The budget for the Mahatma Gandhi National Rural Employment Guarantee scheme was raised to Rs 1 lakh crore from the initially budgeted Rs 61,500 crore after the Covid-19 pandemic hit. This helped increase the amount of work available as migrant workers moved back to rural areas.
However, as demand for work has remained high, funds are running out. The MGNREGA portal lists total availability of funds at Rs 88,711 crore for the financial year, which is typically the amount left over after clearing the previous year’s arrears. Total expenditure so far this year is already at Rs 82,678 crore or 93.2% of the funds available, the data shows.
Supply of work has already taken a hit.
- In December, supply of work to households rose by just 13.93% year-on-year, compared to a rise of 47.27% in November 2020.
- Demand for work by households rose 55.4% in December 2020 compared to a rise of 49.57% in the previous month.
While the scheme was designed to be demand driven, it works to the contrary, said Rajendran Narayanan, assistant professor at Azim Premji University. The upcoming season of January-June is peak time for MGNREGA and while supply constraints have been evident since 2015, they do appear particularly bad in context of the pandemic, Narayanan said.
Earlier research by Narayanan also shows that payments start to get delayed from December each year. That’s the phenomenon that appears to be playing out this year as well, he said.
The deficit is evident in the net balance in the MGNREGA budget across states. The net balance reflects the difference between the total availability of funds to each state and the total expenditure including the payments due.

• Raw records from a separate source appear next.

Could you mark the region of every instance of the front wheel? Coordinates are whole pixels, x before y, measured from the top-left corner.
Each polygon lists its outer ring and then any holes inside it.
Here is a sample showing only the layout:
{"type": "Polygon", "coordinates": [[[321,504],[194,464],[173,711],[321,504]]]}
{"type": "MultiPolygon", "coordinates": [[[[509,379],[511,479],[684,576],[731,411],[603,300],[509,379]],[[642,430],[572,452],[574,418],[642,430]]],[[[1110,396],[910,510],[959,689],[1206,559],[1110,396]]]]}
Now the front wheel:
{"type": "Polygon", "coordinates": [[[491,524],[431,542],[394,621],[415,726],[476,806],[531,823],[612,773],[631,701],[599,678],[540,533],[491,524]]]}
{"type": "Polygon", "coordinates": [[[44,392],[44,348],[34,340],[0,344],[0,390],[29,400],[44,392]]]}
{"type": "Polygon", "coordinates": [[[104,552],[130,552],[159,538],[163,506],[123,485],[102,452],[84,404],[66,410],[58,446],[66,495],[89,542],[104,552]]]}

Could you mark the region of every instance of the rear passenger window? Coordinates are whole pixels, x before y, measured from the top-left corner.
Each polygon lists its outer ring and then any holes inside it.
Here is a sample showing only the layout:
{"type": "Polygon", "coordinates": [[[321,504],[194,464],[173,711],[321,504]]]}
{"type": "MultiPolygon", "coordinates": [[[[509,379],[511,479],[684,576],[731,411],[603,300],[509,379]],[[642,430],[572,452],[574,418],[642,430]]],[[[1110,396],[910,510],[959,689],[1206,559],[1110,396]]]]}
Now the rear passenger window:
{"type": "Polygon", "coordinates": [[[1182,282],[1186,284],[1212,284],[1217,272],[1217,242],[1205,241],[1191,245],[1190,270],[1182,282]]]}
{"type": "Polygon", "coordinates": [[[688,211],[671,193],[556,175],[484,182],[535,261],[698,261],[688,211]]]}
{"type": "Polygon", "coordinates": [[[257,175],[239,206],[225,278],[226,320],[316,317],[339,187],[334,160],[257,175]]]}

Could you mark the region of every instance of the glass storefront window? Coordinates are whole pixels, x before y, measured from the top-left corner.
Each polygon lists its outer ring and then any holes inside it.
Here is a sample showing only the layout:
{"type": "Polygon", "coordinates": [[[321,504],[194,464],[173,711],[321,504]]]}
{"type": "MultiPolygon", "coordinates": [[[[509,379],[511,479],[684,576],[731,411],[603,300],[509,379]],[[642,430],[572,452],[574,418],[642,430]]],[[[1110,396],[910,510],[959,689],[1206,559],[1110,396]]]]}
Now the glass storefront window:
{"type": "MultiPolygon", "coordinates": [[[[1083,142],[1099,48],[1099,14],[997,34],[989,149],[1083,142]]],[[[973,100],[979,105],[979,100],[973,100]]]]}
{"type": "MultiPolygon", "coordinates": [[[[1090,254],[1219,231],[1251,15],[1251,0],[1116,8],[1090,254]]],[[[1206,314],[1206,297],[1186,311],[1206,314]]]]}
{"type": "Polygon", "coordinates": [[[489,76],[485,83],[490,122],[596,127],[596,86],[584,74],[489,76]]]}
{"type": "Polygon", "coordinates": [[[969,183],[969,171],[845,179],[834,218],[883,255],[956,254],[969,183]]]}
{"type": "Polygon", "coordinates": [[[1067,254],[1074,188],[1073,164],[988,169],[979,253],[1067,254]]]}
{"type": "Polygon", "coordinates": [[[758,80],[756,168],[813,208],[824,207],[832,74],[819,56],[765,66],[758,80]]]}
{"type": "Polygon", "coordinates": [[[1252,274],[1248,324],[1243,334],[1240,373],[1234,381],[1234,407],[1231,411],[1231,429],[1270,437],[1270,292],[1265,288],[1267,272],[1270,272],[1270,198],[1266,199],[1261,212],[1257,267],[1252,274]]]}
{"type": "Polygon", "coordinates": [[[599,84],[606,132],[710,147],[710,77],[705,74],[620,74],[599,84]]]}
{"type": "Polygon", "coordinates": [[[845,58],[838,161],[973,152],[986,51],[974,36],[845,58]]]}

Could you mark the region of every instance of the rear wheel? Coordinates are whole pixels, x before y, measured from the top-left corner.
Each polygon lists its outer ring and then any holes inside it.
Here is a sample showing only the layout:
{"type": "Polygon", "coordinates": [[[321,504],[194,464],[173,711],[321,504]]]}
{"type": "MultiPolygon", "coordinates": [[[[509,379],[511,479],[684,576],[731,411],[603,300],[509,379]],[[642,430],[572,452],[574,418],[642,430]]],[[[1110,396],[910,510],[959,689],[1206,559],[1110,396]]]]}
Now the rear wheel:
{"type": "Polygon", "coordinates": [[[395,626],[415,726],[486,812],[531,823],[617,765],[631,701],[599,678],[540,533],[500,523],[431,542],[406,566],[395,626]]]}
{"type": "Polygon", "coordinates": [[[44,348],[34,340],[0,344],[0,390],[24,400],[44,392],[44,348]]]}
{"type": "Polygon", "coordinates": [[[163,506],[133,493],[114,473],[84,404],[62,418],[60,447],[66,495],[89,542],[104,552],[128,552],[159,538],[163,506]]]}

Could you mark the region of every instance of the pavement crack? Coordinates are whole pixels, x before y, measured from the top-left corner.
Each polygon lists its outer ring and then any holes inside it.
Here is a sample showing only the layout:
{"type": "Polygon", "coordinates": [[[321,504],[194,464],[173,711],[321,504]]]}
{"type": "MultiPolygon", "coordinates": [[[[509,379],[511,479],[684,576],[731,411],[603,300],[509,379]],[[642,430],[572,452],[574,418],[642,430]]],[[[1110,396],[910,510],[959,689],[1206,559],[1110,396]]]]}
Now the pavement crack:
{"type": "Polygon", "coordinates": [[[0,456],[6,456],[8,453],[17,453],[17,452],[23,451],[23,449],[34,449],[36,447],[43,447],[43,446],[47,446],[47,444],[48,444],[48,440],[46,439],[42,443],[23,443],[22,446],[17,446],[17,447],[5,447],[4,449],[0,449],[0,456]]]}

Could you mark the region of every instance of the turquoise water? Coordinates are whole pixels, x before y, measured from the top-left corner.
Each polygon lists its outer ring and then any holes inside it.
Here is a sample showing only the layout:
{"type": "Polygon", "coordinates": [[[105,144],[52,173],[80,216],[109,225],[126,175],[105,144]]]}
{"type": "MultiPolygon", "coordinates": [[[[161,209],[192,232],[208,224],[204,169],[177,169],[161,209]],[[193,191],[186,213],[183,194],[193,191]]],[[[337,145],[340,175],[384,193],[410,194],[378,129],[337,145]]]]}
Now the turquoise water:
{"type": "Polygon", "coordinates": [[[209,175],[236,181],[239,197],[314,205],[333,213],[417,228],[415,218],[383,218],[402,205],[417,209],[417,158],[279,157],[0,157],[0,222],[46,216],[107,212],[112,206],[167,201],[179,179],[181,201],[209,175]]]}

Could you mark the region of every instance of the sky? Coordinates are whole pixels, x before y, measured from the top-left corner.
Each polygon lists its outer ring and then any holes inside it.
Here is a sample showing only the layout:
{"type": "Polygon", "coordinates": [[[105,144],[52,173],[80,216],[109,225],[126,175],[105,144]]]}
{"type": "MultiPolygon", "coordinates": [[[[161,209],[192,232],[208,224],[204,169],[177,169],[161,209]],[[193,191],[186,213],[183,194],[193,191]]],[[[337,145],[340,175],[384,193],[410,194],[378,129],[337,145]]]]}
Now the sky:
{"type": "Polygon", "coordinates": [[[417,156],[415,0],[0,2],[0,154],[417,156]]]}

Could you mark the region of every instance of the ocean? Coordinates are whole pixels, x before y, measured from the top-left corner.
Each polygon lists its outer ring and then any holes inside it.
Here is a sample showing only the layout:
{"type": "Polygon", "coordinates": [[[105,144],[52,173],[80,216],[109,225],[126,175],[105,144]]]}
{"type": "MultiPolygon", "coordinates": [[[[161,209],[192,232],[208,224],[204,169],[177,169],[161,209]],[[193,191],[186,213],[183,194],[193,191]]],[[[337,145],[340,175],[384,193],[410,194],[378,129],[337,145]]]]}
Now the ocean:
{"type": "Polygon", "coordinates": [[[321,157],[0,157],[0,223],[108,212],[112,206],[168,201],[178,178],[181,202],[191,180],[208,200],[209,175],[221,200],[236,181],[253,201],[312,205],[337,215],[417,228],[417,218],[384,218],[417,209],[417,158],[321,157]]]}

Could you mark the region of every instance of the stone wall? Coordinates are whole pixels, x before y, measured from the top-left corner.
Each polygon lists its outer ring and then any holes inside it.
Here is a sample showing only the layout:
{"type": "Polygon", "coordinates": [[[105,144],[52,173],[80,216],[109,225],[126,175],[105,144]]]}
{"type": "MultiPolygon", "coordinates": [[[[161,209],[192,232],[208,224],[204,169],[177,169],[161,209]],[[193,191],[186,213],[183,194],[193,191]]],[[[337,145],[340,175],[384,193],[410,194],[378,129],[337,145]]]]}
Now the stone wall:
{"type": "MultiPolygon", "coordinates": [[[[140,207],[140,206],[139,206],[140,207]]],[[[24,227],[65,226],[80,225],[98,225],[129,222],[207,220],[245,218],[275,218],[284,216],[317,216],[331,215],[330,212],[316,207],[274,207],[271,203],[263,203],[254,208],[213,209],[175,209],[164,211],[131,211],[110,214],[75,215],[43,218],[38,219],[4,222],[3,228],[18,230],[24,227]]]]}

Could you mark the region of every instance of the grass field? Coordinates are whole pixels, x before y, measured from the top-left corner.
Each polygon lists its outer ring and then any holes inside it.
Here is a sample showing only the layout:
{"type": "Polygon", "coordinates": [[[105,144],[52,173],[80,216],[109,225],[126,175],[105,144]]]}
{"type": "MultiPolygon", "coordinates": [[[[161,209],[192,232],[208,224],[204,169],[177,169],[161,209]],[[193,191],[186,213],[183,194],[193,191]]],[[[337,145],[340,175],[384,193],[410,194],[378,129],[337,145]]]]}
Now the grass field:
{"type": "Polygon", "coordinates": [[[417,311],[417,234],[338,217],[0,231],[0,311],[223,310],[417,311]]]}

There is certainly a need to increase allocation for MGNREGA, said Radhicka Kapoor, fellow at Indian Council for Research on International Economic Relations. It’s the only safety net people have at this point and the government can not afford to scale back on it, she said.
Employment Continues To Lag
The elevated demand for work under MGNREGA adds to other indicators which suggest that employment conditions remain weak.
India’s manufacturing PMI, released on Monday, showed that employment contracted for the ninth straight month. The unemployment rate, as measured by the Centre For Monitoring Indian Economy, rose to 9.06% in December from 6.5% in November. Unemployment in urban areas rose to 8.84% in December 2020 compared to 7.07% in November, while rural unemployment moved up to 9.15% compared to 6.26%.
The uptick isn’t entirely unexpected, said Rosa Abraham, senior research fellow at the Centre for Sustainable Employment, Azim Premji University. As the economy continues to recover, those that had withdrawn from the labour force at the pandemic’s peak have now started to look for jobs again. The surge may be led by the educated workforce, who are now actively looking for jobs, said Abraham. Women who had withdrawn from the labour force when they lost their jobs may also be returning, she said.
In a note on the Centre for Monitoring the Indian Economy’s website, managing director Mahesh Vyas wrote that employment fell by a significant 3.5 million in November and was 10 million short of what it was in the March 2020 quarter. The labour force participation rate has improved in the first three weeks of December to 41.4% compared to 40% in November.
However, the enthusiasm of this labour in entering the labour market was met with a very high unemployment rate, Vyas wrote.